Donc, le paysage urbain que Heidi Wood peint au 116 n'est pas une plaisanterie : tout en étant parodique, il l'est au sens littéral, pour être chanté à côté de l'ode, sur une musique connue, pour rechampir à défaut de réenchanter. L'artiste travaille à partir de photographies, analyse, trie, « décante », dit-elle, jusqu'à obtenir des figures « génériques » qui ne correspondent pas nécessairement à des bâtiments réels, mais à un habitat. Pour la période récente, ceux qui se repèrent de toute évidence à Montreuil sont le moderne collectif, le contemporain et l'industriel. Wood propose entre autres des études de façades, où elle pointe l'opposition entre l'organisation en « grille » et celle en « antigrille » : par exemple, pour ce second cas, de la dernière décennie, les fenêtres jetées sur des imbrications de couleur. Ces études étant peintes sur du tissu d'ameublement, il y a doublement de la façade comme décor, comme peau, mais aussi comme mue : Heidi Wood indique que ses tableaux, quand ils ne sont pas achetés, sont détruits au bout de cinq ans.

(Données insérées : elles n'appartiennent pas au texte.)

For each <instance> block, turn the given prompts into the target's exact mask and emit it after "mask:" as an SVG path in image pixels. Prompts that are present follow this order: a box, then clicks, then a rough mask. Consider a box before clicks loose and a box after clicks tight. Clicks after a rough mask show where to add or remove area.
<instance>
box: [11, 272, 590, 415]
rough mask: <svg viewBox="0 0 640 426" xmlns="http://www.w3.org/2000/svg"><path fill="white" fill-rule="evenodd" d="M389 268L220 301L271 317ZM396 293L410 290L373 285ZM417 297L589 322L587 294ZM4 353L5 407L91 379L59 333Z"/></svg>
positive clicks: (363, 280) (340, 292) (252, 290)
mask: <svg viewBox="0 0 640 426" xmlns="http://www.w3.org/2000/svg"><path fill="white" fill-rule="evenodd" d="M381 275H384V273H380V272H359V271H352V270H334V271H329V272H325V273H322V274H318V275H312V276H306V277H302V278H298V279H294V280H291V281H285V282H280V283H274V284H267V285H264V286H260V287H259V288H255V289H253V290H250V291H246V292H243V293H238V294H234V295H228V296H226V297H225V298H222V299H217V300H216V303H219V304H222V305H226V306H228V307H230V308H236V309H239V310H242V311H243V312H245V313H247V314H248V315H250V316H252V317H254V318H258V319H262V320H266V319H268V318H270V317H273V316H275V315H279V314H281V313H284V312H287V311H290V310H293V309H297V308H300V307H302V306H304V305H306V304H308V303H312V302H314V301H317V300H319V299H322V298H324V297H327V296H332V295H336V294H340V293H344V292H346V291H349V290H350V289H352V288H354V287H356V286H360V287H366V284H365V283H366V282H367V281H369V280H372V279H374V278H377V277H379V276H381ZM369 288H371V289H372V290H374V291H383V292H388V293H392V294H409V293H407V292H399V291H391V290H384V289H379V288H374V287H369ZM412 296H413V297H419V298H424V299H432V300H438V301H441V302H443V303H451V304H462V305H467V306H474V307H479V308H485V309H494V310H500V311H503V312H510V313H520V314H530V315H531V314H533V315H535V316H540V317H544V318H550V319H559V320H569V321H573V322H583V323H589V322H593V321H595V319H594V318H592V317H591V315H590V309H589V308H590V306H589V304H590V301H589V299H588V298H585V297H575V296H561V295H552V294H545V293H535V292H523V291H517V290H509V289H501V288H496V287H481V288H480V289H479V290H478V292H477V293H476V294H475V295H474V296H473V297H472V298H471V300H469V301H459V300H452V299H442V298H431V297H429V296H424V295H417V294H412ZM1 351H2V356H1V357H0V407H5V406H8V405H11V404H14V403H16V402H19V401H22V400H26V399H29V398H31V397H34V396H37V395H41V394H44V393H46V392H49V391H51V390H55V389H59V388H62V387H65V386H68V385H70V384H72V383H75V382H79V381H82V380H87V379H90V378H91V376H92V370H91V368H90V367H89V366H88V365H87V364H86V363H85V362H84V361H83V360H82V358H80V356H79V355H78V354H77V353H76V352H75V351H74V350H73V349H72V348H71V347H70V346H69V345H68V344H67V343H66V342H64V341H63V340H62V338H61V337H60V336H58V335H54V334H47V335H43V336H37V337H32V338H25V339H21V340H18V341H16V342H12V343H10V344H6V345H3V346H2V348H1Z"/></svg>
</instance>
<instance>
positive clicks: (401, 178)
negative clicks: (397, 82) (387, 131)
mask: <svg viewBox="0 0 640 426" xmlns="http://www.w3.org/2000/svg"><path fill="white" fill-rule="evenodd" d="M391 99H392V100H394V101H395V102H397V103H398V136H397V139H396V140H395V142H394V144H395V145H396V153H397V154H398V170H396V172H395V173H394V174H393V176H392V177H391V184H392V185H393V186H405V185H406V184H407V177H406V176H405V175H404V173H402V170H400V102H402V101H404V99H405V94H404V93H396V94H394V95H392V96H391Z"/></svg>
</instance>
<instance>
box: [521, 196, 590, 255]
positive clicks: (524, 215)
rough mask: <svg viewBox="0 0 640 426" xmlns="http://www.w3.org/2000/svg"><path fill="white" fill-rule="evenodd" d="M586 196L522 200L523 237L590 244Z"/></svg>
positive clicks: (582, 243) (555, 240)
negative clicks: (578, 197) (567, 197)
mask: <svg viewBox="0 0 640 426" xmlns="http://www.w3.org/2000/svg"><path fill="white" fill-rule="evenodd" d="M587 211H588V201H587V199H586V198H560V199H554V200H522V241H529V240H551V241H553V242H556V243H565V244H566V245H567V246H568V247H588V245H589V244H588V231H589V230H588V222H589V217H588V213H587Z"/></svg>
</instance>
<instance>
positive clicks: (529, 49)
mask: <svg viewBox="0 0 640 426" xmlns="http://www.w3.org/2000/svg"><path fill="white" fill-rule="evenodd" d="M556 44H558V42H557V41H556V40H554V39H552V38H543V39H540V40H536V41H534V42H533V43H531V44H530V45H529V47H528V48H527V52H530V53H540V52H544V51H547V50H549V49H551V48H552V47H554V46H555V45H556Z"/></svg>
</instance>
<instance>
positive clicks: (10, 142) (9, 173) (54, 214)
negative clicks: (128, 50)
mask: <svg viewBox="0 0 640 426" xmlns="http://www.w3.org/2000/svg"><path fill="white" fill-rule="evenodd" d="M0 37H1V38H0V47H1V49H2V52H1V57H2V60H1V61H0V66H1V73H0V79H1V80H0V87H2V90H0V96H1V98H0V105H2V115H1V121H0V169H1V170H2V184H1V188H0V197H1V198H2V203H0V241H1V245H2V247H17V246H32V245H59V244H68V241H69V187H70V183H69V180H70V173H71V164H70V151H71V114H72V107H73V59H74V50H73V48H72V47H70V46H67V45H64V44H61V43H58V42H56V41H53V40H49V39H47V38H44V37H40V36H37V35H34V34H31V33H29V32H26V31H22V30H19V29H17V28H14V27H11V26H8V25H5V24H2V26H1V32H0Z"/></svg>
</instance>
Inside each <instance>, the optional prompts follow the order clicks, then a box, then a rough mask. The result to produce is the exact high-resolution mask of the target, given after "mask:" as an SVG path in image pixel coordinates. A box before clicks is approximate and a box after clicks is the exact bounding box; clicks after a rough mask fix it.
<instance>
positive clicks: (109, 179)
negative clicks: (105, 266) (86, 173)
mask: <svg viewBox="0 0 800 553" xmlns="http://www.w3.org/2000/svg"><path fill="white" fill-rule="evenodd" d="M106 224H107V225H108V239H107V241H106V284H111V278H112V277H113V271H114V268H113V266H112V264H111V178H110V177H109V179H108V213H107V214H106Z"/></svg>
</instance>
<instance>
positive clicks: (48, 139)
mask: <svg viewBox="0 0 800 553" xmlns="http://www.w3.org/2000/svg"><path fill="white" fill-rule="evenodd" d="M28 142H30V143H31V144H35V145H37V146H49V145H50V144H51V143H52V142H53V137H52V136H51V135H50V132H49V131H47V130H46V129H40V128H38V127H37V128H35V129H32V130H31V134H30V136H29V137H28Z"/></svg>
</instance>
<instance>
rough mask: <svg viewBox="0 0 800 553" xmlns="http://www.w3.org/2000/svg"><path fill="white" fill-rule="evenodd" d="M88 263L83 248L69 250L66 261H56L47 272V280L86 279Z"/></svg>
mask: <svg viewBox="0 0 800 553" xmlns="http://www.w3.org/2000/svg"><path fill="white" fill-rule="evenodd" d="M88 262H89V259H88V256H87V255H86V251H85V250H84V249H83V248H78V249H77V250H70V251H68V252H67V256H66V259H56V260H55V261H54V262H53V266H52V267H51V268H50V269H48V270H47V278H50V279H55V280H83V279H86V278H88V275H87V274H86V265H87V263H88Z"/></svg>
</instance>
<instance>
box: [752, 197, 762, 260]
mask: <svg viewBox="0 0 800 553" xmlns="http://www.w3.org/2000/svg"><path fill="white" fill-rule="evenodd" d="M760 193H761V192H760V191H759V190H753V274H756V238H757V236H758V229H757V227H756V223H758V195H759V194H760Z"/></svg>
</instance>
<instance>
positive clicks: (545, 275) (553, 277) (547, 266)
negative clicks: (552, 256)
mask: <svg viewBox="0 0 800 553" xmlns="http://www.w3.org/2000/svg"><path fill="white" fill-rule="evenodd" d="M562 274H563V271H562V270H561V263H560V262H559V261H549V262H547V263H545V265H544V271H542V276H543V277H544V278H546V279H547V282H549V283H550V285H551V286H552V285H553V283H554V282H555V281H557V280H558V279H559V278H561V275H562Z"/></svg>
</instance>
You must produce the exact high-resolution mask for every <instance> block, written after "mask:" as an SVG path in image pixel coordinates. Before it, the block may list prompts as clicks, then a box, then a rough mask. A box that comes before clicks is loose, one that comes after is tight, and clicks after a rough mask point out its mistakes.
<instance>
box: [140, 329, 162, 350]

Un geste cohérent avec celui, inverse, que les visiteurs peuvent voir au 116, puisque l'exposition étant évolutive, l'artiste développe ses peintures murales jour après jour, fait croître ses bâtiments « génériques », les transforme en moteurs, comme si la forme produisait nécessairement de la forme.

 

C'est un des sens du titre « Production Site » : une usine à formes. Montreuil rentre d'un côté, par l'œil, par la photo, il ressort en peinture de l'autre côté, continûment, pendant la durée de l'expo. Mieux, même : l'artiste est présente sur place, elle a aménagé son atelier au milieu, dans le passage entre les deux salles principales du 116. Elle travaille durant les heures d'ouverture au public, ou en dehors, c'est selon. En tant que « prestataire social de la Ville de Montreuil », Wood se demande donc légitimement ce que cette situation change à son travail, ce qu’elle produit, en plus d’une série d’artefacts ou d’une performance. De la présence ? Du lien ?

 

La réponse est que, s'il est clair que l'art ne répare rien, n'améliore la situation sociale de personne, peut-être peut-il au moins se donner comme principe vital, comme geste, comme élan, se rendre partageable. Car ce qui se partage avant tout, plus que l'œuvre, c'est le travail. On est loin avec Heidi Wood de l'art « participatif » des années 90, cependant : les visiteurs ne jouent pas avec des éléments à « activer » ou « réactiver ». Ils arrivent sur un chantier de production, où ce qui se produit (se met en scène) est la production même et ils voient, simplement, que l'artiste est un o(e)uvrier comme un autre.